Dengan mudah, saat ini, kita bisa bertemu cara cepat menjadi kaya raya di rak-rak buku terbaru dan terlaris di toko buku. Cara mudah mewujudkan mimpi semacam itu bahkan menyamar sebagai karya fiksi yang dicetak berulang-ulang dalam tempo singkat dan melahirkan banyak penulis kaya dan angkuh. Buku-buku semacam itu sering kali menjebak kita dalam pusaran hidup mementingkan diri sendiri.
Era introspeksi adalah kesalahan, kata seorang pemikir bernama Roman Krznaric. Abad ke-21 mestinya sudah berubah menjadi era outrospeksi. Tampaknya, kata “outrospeksi” belum ada dalam Kamus Besar Bahasa Indonesia edisi terbaru. Introspeksi sering digambarkan sebagai tindakan bercermin, melihat ke dalam diri sendiri. Sementara itu, outrospeksi adalah tindakan keluar dari diri sendiri dan belajar dari kehidupan orang lain. “Empati adalah seni hidup yang menjadi ciri utama abad outrospeksi,” kata Krznaric dalam bukunya The Wonderbox: Curious Histories of How to Live.

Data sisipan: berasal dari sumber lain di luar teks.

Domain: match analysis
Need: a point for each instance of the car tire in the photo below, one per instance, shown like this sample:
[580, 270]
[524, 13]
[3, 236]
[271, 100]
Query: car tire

Mestinya outrospeksi bukan hal yang asing bagi masyarakat Bugis dan Makassar di mana saya lahir dan tumbuh besar, masyarakat pemeluk budaya Siri’ na paccé/pessé. Paccé (Makassar) atau pessé (Bugis) berarti merasakan luka-derita orang lain, berempati. Saya kira, filosofi hidup semacam itu, meskipun dengan penyebutan berbeda, sudah hidup lama di negeri ini. Tapi, ajaran-ajaran hidup itu barangkali juga sudah hilang ditelan masa introspeksi.
•
LIBURAN adalah fenomena menarik untuk melihat dan menjelaskan kegagalan abad instrospeksi. Kita melakukan perjalanan wisata untuk bersenang-senang dan melarikan diri dari himpitan rutinitas, juga kejamnya hidup yang dipenuhi para pengejar mimpi. Kita rela bekerja dan tenggelam dalam kepadatan dan kesibukan Senin hingga Jumat semata untuk menunggu waktu rehat dan menghabiskan uang pada akhir pekan yang selalu terasa singkat.

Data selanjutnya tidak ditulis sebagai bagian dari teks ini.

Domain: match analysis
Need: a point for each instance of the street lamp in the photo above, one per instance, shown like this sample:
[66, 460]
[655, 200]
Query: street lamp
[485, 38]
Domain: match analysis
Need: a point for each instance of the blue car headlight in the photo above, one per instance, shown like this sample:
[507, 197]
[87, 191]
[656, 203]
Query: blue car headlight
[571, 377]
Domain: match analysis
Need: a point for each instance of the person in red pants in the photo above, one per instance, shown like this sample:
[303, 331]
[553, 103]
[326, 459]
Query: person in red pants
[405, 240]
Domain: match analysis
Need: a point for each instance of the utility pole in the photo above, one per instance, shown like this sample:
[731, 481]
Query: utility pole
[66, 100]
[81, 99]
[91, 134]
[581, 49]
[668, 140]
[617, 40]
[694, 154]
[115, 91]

Ketiklah kata ‘wisata’ di mesin pencari Google dan temukanlah tempat-tempat indah, berbagai paket liburan, juga agen-agen perjalanan yang siap mengaman-nyamankan suasana hati Anda. Para penggemar kesenangan bertualang dengan riang juga telah memajang kisah-kisah liburan di blog-blog mereka lengkap dengan foto-foto indah jepretan mereka. Bagi yang tak memiliki jaringan Internet, ada banyak pilihan majalah wisata yang bisa dibeli. Atau, cukup duduklah di depan televisi.

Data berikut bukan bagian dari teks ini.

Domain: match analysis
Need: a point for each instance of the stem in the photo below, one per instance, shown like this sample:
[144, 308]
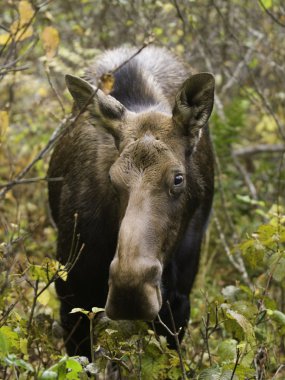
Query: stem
[91, 339]
[175, 335]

Jauh sebelum hari ini, Thomas Cook, pendiri agen wisata yang tersohor sejak abad ke-19 memiliki ide ganjil ihwal perjalanan wisata. Pada 1841, dia mengajak 500 orang mengikuti perjalanan kereta api sejauh 22 mil dari Leicester ke Loughborough. Tujuan perjalanan itu adalah bertemu orang-orang saleh yang akan menceramahi para peserta tur agar bisa terlepas dari pengaruh buruk minuman keras. Ide Cook itu tampaknya merupakan lelucon bagi para pencari kenyamanan wisata saat ini.
Pelajaran dari Cook adalah bahwa liburan bukan ruang untuk bersenang-senang, melainkan kesempatan untuk mempertanyakan nilai-nilai dan seni kehidupan. “To travel is to dispel the mists of fable and clear the mind of prejudice taught from babyhood, and facilitate perfectness of seeing eye to eye,” kata Cook.
Terinspirasi dari visi Cook, Krznaric mengusulkan liburan yang revolusioner. Dia menyebutnya wisata empati. Petualangan menggunakan sepatu orang lain dan belajar melihat dunia dari perspektif mereka.